A unified, queryable view of the global legal market.
There's no Bloomberg, no PitchBook, no Crunchbase for the legal industry. Harvest is that platform — tracking several hundred of the world's leading law firms and unifying attorneys, practices, offices, lateral movement, and multi-year market history into one current view, refreshed daily.
The legal industry runs on incomplete information.
Anyone making decisions about law firms — hiring one, recruiting from one, investing in one, or competing with one — pieces together intelligence from a dozen disconnected sources: published rankings, individual firm websites, directories, legal press, LinkedIn, internal CRM exports. Nothing unifies it. Nothing keeps it current.
A simple question — which partners moved firms last quarter, and where did they land? — turns into a research project. The information exists, publicly, scattered across hundreds of sites. But there is no single platform that pulls it together, normalizes it, and keeps it fresh.
Hundreds of firms, one current view.
Through a combination of public sources and in-depth research, Harvest tracks the world's leading law firms — covering several hundred of the most significant firms globally — and unifies attorney profiles, practice areas, office footprints, lateral movement, and multi-year market history into one queryable view. Refreshed daily.
Every firm and every attorney carries a multi-year history rather than a snapshot, so the data answers questions about change — growth, movement, hiring patterns, footprint shifts — not just current state.

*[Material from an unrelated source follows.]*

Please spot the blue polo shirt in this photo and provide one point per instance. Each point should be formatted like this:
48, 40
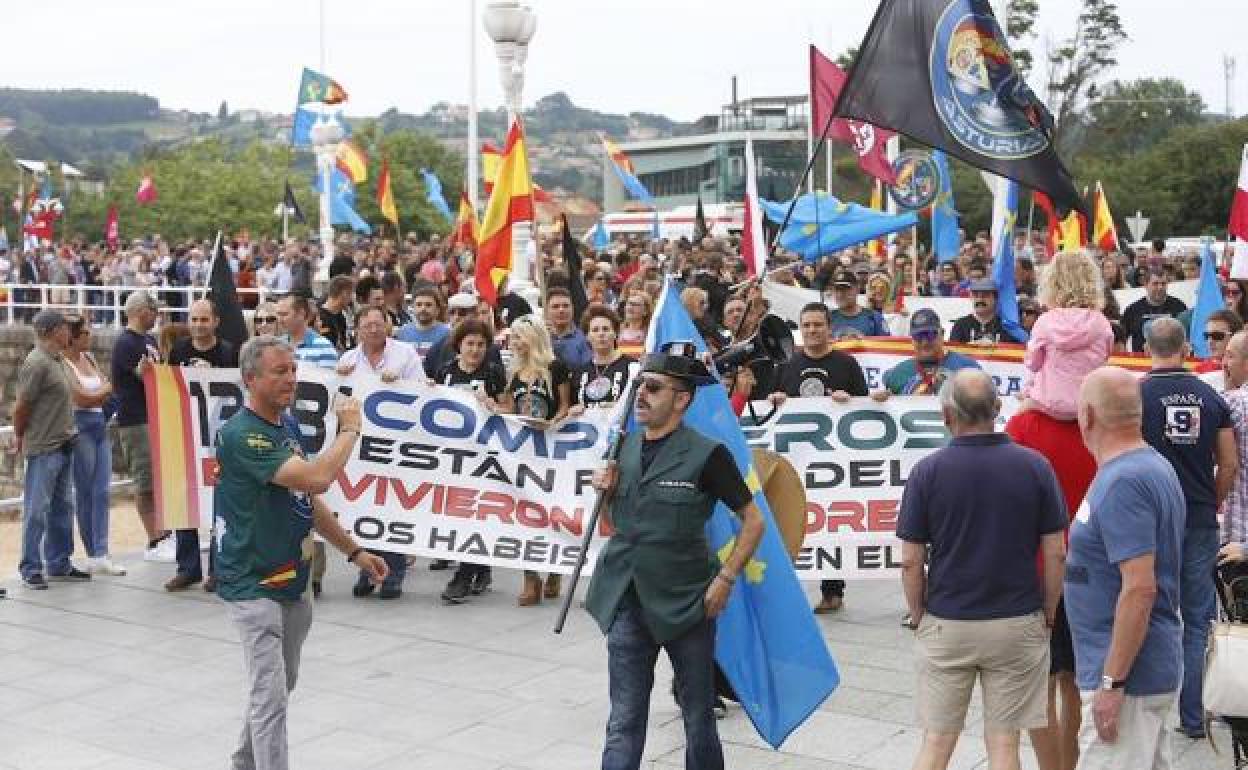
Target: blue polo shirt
1182, 418
982, 503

The collection layer is the moat.
The challenge isn't designing the database — it's the data itself. Law firm websites are notoriously inconsistent and increasingly hostile to automation, and each one structures its people pages differently. There is no shared schema, no canonical directory, no API. Anti-bot defenses block most public-source aggregation outright.
Harvest's collection layer is what makes the rest possible — and the reason no one has built this before.
Three layers: collect, structure, expose.
- Collection. A fleet of ~450 firm-specific extractors, each tuned to a particular firm's site structure, runs on a managed scraping infrastructure. An adaptive proxy layer escalates through three modes — direct request, datacenter IPs, full browser rendering — to get past the anti-bot defenses that block most public-source aggregation. Raw HTML is archived to cloud storage, so new fields can be re-extracted from history without re-crawling.
- Data. Extracted records — attorneys, titles, offices, practice areas, sectors, contact details — flow into a unified PostgreSQL database with semantic search built on pgvector. Public ranking and market context is layered alongside, giving every firm and attorney a multi-year history rather than a snapshot.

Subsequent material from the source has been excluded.